Random Forest Based Melting Point Prediction

Researcher: Andrew Lang


A melting point web service is provided based upon a random forest model using open descriptors from the Chemistry Development Kit (CDK) and an Open Data dataset of 12634 melting points (ONSMP013). The model has an internal AAE of 11.597 °C, a RMSE of 38.786 °C, and an R2 value of 0.789. The model used the entire dataset as a previous analysis suggests the likelihood of over-fitting is minimal.


The random forest model was created in R (v.2.11.0) by using the randomForest package (v.4.5-34) and the following code:
mydata = read.csv(file="20110303combinedPrepped.csv",head=TRUE,row.names="molID")
mydata.rf <- randomForest(mpC ~ ., data = mydata,importance = TRUE)
 randomForest(formula = mpC ~ ., data = mydata, importance = TRUE)
               Type of random forest: regression
                     Number of trees: 500
No. of variables tried at each split: 50
          Mean of squared residuals: 1504.319
                    % Var explained: 78.85
The importance of the descriptors were calculated, see figure 1, below.
Figure 1. The importance of descriptors for modeling melting points.

The model was then saved so that it could be deployed as a web service using the following code:
.saveRDS(mydata.rf, file = "rfmodel")
This model is available for download to use (44.8MB - license: CC0) or available to use as a web service.

Predicted vs.

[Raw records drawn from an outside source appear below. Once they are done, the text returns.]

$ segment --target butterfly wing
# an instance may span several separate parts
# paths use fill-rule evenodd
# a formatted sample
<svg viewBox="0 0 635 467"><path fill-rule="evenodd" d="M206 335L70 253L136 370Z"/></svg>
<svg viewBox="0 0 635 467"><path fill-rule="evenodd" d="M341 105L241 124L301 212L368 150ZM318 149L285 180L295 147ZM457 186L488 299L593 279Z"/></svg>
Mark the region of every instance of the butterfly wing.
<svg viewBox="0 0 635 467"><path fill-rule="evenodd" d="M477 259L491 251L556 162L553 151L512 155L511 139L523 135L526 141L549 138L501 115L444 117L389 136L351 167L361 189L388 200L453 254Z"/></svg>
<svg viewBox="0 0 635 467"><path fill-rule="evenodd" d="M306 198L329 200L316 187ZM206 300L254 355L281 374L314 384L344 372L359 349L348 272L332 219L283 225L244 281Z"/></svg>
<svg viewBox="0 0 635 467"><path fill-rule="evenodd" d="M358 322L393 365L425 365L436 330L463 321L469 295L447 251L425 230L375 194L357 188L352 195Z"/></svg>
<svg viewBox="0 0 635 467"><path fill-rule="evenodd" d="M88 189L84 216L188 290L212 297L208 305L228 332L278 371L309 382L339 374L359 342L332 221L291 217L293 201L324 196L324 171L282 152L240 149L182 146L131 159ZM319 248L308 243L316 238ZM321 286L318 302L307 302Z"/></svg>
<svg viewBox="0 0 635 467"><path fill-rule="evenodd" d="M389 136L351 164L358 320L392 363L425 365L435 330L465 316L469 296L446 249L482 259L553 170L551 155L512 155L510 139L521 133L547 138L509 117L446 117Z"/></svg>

Observed Melting Points

To visualize the accuracy of the model, we plotted the predicted melting point vs. the observed melting point for all 12634 compounds, see figure 2 below. The compounds are coloured according to topological polar surface area and sized according to the number of hydrogen bond donors, the two most 'important' descriptors.
Figure 2. Predicted vs. Observed melting points


An open, transparent, and free to use accurate melting point model has been provided, either for download, or for use via a web service - where melting points are calculated from SMILES.


Deployment of the model was achieved using PHP, R, and the CDK Descriptor Calculator GUI (v.1.1.1) with helpful advice from Rajarshi Guha.